Alongside each judgment, another scholar will write a commentary. This will situate the original judgment in its legal, social and political context. The feminist “judges” will be working with established legal method that existed at the time the decision was originally made, including customary legal perspectives and simulated practical constraints on decision-making (such as the social-science research available at the time and the prevailing rules of precedent) to produce “authentic” judgments.

Dr Rhonda Powell of the University of Canterbury who, along with Associate Professor Elisabeth McDonald of Victoria University of Wellington, is convening the project, says:

“We are excited about this project because of the constructive way in which it engages with the judicial process. Rather than critiquing judgments, we are going to put ourselves in the shoes of the judge and ask ourselves how the judge could have analysed the legal issues in a way that is more sensitive to women’s experiences of the law and the legal process.

“The most challenging aspect may be the requirement that feminist judges draw only upon the information and the social and political context that was available at the time of the original decision – without the benefit of hindsight.”

The project is inspired by similar projects successfully undertaken in other jurisdictions, but will be unique given the social, cultural and legal context of Aotearoa. The use of “Aotearoa” in the project title is deliberate. It is essential that this work contains the critical voices of Māori scholars, and those already inspired by the potential of this project are committed to exploring how this critical exercise can be undertaken from a mana wahine perspective.

Funding from the Law Foundation will enable Professor Rosemary Hunter (Queen Mary University of London), the leader of the English project, to be present at all three of the project workshops. Other consultants to the project include Dr Claire Charters (University of Auckland), Associate Professor Jacinta Ruru (University of Otago), Māmari Stephens (Victoria University of Wellington) and Professor Margaret Wilson (University of Waikato).

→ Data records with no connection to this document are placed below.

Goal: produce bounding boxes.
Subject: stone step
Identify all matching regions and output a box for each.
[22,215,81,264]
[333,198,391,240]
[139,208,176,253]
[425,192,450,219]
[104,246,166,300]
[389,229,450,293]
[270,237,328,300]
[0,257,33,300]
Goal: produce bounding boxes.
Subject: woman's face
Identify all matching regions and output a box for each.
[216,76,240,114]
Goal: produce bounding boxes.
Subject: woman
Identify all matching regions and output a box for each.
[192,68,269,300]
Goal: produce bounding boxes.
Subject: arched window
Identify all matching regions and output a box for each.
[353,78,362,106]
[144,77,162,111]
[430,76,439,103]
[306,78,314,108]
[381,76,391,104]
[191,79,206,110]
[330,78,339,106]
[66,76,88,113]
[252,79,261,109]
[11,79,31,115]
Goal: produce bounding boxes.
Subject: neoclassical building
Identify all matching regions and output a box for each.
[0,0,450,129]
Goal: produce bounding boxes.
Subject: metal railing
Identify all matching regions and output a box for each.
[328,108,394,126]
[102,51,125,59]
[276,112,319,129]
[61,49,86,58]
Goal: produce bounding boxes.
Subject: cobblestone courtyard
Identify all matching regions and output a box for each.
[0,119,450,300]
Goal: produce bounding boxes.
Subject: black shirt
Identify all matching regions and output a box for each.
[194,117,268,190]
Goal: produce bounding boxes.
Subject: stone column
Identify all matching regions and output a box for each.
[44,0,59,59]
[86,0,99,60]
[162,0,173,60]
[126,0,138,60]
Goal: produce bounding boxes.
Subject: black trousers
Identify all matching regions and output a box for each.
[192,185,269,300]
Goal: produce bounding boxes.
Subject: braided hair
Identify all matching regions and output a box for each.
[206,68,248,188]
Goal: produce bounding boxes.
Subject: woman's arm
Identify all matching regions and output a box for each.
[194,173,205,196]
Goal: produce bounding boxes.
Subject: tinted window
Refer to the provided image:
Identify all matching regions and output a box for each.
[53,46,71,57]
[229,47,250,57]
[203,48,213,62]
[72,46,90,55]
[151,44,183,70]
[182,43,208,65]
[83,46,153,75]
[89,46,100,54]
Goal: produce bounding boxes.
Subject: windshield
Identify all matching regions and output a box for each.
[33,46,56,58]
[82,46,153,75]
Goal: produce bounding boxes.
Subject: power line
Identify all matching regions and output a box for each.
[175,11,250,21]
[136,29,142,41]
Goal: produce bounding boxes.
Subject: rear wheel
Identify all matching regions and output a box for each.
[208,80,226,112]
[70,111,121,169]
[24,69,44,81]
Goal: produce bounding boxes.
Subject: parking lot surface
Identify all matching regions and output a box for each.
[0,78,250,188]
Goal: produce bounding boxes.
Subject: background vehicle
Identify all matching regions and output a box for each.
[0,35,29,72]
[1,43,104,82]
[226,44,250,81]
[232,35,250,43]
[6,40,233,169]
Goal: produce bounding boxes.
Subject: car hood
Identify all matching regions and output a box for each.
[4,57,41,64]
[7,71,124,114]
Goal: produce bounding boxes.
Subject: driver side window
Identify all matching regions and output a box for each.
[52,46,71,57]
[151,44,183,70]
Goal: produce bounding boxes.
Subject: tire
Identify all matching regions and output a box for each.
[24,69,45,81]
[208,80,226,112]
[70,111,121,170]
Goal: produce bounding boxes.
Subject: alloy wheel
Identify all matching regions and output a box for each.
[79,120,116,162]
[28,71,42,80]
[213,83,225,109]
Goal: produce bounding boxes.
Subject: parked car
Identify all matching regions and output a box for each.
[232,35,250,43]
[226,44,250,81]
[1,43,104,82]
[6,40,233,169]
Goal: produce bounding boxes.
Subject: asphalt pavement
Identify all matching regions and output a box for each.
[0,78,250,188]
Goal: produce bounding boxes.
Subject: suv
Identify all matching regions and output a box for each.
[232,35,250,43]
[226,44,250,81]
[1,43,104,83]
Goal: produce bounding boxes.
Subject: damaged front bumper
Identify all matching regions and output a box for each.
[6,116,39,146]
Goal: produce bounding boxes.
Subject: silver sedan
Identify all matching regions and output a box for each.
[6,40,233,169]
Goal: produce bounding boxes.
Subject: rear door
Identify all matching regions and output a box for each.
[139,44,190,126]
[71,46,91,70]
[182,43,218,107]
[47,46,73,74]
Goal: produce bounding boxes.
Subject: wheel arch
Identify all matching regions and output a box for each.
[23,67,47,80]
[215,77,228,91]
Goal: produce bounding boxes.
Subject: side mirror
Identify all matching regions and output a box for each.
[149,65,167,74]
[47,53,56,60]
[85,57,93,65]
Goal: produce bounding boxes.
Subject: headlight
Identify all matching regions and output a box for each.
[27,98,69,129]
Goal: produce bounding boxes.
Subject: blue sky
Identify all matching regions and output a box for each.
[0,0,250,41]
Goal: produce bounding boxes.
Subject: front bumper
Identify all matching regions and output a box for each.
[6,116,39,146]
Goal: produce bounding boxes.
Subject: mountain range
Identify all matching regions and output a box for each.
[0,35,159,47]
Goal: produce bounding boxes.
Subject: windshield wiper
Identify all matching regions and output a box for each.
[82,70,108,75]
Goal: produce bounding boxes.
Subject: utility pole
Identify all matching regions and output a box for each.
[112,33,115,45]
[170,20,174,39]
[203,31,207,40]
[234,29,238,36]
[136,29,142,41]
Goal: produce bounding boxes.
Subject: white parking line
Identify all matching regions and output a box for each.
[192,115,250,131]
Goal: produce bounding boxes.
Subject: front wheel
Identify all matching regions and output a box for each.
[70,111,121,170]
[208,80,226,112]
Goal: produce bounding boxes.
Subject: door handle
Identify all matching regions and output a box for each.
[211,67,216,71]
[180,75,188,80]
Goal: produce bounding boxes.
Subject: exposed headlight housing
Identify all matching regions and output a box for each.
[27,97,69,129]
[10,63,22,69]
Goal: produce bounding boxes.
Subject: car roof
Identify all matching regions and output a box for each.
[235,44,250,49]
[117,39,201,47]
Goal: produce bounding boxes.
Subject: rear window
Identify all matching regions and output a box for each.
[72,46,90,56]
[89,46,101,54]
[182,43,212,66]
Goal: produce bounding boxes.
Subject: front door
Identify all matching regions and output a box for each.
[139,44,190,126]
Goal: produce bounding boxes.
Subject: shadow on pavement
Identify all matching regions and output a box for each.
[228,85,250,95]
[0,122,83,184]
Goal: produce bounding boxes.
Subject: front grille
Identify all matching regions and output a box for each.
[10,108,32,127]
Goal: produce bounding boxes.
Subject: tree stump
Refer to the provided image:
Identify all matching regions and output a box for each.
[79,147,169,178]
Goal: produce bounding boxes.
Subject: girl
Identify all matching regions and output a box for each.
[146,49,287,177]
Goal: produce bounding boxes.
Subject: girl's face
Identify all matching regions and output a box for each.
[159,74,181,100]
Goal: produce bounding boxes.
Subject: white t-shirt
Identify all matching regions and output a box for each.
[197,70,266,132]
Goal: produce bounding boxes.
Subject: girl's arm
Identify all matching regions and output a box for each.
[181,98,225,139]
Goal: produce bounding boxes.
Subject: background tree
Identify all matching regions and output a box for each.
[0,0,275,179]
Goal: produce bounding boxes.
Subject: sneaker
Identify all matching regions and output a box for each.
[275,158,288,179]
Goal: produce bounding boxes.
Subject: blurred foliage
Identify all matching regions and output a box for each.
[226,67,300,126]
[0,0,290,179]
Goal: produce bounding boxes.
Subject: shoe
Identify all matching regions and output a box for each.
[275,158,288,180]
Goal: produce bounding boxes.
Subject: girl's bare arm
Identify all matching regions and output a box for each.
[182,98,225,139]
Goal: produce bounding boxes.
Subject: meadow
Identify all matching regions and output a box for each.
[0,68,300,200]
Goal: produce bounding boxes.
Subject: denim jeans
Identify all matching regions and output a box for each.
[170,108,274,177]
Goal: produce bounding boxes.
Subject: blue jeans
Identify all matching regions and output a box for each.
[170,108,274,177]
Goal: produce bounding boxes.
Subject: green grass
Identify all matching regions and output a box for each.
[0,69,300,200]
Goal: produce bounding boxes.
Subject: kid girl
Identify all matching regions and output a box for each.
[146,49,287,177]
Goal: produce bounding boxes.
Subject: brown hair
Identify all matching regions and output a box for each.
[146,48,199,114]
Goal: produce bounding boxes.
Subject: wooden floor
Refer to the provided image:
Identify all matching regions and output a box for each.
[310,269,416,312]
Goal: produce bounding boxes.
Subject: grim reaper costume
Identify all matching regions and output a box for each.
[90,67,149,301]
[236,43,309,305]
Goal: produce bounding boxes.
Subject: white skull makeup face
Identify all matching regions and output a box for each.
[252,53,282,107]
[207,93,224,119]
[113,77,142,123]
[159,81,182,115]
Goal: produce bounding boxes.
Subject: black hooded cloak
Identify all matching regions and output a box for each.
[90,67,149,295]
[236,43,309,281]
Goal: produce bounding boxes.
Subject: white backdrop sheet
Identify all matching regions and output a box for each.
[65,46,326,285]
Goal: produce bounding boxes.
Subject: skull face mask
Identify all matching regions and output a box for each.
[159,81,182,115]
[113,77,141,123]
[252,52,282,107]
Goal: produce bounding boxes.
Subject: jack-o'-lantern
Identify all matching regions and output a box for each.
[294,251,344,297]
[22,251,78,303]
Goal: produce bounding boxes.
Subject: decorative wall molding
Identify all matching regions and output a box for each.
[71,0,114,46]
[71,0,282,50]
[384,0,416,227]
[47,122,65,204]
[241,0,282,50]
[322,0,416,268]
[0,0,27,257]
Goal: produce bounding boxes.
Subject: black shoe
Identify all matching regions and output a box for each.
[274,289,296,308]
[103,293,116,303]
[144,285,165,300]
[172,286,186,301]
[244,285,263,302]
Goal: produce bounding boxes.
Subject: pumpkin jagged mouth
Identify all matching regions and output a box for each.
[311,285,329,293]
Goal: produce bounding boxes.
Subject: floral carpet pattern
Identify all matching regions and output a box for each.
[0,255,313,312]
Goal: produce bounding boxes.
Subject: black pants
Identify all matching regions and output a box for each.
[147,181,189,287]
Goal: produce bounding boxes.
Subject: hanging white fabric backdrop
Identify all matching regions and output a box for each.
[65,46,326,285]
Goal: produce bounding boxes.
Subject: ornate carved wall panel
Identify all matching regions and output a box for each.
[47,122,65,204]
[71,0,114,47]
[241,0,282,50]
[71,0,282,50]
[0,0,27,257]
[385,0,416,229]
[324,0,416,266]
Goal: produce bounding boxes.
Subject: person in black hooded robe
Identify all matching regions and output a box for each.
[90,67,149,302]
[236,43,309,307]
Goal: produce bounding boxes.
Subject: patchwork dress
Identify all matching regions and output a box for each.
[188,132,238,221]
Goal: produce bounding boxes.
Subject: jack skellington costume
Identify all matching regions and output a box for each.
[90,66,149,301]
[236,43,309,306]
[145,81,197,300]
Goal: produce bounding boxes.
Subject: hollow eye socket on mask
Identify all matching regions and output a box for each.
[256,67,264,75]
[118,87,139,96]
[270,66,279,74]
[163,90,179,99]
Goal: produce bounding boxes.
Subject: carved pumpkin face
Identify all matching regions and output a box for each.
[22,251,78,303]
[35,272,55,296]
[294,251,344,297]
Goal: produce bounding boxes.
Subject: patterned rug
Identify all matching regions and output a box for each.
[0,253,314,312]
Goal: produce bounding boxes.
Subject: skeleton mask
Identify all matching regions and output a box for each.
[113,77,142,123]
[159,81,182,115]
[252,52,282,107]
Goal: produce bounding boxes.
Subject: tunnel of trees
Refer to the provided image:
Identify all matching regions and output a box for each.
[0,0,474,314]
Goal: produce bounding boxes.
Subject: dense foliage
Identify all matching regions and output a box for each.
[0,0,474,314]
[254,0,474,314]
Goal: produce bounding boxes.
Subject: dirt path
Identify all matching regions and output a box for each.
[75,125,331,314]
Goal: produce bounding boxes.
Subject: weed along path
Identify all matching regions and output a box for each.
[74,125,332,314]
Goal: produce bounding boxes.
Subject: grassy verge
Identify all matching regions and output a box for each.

The outcome of the project will be an edited collection of judgments, published as a book (or books) by the end of 2017, together with commentaries on each of the cases, and a chapter or two on methodological, conceptual and theoretical issues.

Proposed Timeline

Offers to contribute Project convenors Associate Professor McDonald and Dr Powell would like to hear from members of the profession interested in contributing in any of the following ways:

  • As a judgment author: If you would like to write a judgment (5000-7000 words) please indicate the name of the case you would propose to write on, and provide a brief argument (max. 150 words) as to why this is a case which would benefit from a feminist analysis. Judgment authors will attend two of the three workshops, in order to develop theoretical and practical approaches to feminist judgment-writing.
  • As a commentator: If you are interested in being a commentator, please indicate broadly the areas of law in which you are particularly interested. The length for the commentary would be 2000-3000 words. Suggestions are also welcomed as to cases you think should be included (and why), and potential authors who could be approached to write judgments on those cases. It is expected that commentators need only attend one of the project workshops.
  • As a conceptual or editorial contributor: If you would like to contribute to the development of the conceptual and theoretical aspects of the project, or would like to offer your assistance with peer reviewing or editing any of the work, please indicate (max. 150 words) the nature of the contribution you would be able to make.

Note: Law Foundation funding has made it possible for some research assistance to be offered, and for some contribution towards participants’ travel to the workshops.